Thanks for finding and reporting bugs through appropriate channels and taking advantage of bug day as a time when several volunteers rally to help make both our lives better. They do a great job.

It appears that there are self appointed internet police that immediately bury any comments that are not positive and seem to promote the replies to them.

This makes discussion impossible. Just look at the current comments for this item.

So, I suggest that although the ratings could be kept -- no point in that really since they do not represent actual public opinion -- either the deletion of comments should be eliminated or the number of negative votes needed to do so should be greatly increased.

You have a point that people don't know how to use the moderation system. You should bury trolls and moderate very interesting comments up. You should not bury a comment just because you don't agree with it!

That said, comments are not being deleted are they? If you click on them you can see the content.

That said, comments are not being deleted are they? If you click on them you can see the content.

I note with a certain irony here that if you are using Konqueror 4.2.92 that you can't do that because it doesn't work -- another new bug I presume? :-D

It works in KDE 3.5.10, but if the Internet connection broke, clicking on the header will not show the comment, nor an error message. It will just silently fail and do nothing, unlike if you type an URL in the address bar and press enter, in which case you do get an error message.

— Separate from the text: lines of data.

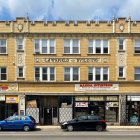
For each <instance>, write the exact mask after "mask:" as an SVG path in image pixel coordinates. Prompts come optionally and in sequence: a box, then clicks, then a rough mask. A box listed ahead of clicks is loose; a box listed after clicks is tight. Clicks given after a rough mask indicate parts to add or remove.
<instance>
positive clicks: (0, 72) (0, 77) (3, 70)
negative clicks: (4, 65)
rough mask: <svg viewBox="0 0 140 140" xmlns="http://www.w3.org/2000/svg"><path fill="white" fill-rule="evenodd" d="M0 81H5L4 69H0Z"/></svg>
mask: <svg viewBox="0 0 140 140" xmlns="http://www.w3.org/2000/svg"><path fill="white" fill-rule="evenodd" d="M0 80H1V81H4V80H7V69H6V68H4V67H3V68H0Z"/></svg>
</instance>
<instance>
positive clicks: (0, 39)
mask: <svg viewBox="0 0 140 140" xmlns="http://www.w3.org/2000/svg"><path fill="white" fill-rule="evenodd" d="M5 53H6V39H0V54H5Z"/></svg>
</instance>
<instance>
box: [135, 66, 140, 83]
mask: <svg viewBox="0 0 140 140" xmlns="http://www.w3.org/2000/svg"><path fill="white" fill-rule="evenodd" d="M135 69H139V70H140V67H134V80H135V81H140V79H138V80H137V79H135V74H138V75H140V73H135Z"/></svg>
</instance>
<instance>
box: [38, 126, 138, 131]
mask: <svg viewBox="0 0 140 140" xmlns="http://www.w3.org/2000/svg"><path fill="white" fill-rule="evenodd" d="M37 128H38V129H41V130H47V129H52V130H53V129H61V128H60V126H53V125H46V126H37ZM107 130H108V131H128V130H129V131H140V126H107Z"/></svg>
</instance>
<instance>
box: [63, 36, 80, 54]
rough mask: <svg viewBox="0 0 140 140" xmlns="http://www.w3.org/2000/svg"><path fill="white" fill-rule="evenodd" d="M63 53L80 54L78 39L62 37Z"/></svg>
mask: <svg viewBox="0 0 140 140" xmlns="http://www.w3.org/2000/svg"><path fill="white" fill-rule="evenodd" d="M64 54H80V40H79V39H64Z"/></svg>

This is actually a bug of the JavaScript code that dot.kde.org uses. The behavior you describe (silent fail of AJAX operations) is actually the common way to implement it, and not adopting this behavior might lead to myriads of senseless error messages on other sites.

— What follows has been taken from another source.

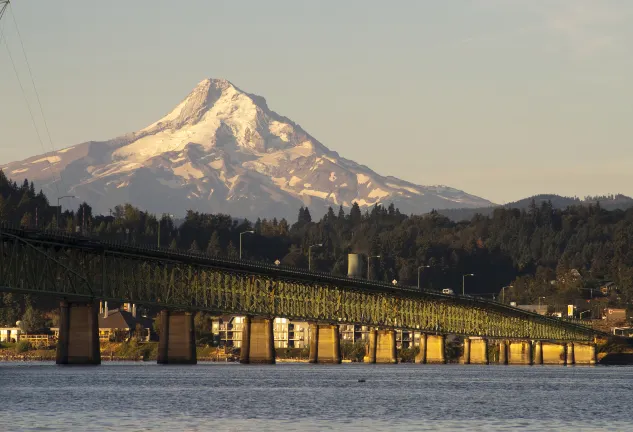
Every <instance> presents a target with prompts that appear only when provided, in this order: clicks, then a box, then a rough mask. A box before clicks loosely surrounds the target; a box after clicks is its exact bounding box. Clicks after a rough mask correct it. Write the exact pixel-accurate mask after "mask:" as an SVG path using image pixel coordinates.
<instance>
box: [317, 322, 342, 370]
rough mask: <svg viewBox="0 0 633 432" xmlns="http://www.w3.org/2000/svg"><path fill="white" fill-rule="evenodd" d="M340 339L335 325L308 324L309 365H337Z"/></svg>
mask: <svg viewBox="0 0 633 432" xmlns="http://www.w3.org/2000/svg"><path fill="white" fill-rule="evenodd" d="M341 361H342V357H341V337H340V333H339V327H338V325H337V324H316V323H311V324H310V363H330V364H339V363H341Z"/></svg>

> It appears that there are self appointed internet police that immediately bury any comments that are not positive and seem to promote the replies to them.

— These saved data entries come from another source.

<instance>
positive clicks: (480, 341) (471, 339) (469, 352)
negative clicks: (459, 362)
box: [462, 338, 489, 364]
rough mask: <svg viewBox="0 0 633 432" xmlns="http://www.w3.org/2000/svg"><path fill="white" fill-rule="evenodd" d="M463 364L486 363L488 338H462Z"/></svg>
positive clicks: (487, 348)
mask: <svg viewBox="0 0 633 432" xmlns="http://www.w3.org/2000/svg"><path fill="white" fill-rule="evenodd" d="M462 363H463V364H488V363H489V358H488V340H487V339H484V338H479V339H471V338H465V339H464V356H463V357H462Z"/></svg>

I'm uncertain whether hooray-type comments should be voted up. But they increase the developers' motivation, which is arguably a Good Thing.

On the other hand, I object when it comes to burying comments. Most buried comments I saw were buried for a good reason, because they have not read the news or were just ranting pointlessly.

For example, birdie said: "Why bugday? I have a lot of bugs/feature requests/regressions on my watch list even without it!" This comment was correctly buried, because it shows that he has not read past the first two paragraphs of the article. Otherwise he would have known that Bugday is not about searching for yet more bugs (which Konqueror has plenty of, sadfully, because it is a big project). Bugday means triaging: sorting out invalid or resolved bugs and adding test cases to existing bug reports. This makes bugfixing much easier for the developers because they find the important bug reports quicker and have more information to work on them more efficiently.

Birdie then continues sarcastically: "Oh, yes, let's bury our heads in the sand and pretend that everything's fine, but in my case I prefer to file bug reports and help the community." Bug reports help certainly, but it is quite small-minded to rant on everybody who wants to thank the developers for their efforts, just because some bugs have not yet ironed out, which possibly only exist in their particular configurations. (I generalize, as I did not have the time to read through all bug reports that Birdie mentioned.)

> I'm uncertain whether hooray-type comments should be voted up. But they increase the developers' motivation, which is arguably a Good Thing.

Exactly! Keep up the good work, guys! https is just for geeks, not ordinary users like me!
You guys rule! W00t w00t! ;)

> Exactly! Keep up the good work, guys! https is just for geeks, not ordinary users like me! You guys rule! W00t w00t! ;)

This is exactly what I mean. You do not contribute anything to the discussion (as in: we all know that Konqueror has problems). The only thing you do is driving potential contributors away through your harmful behavior.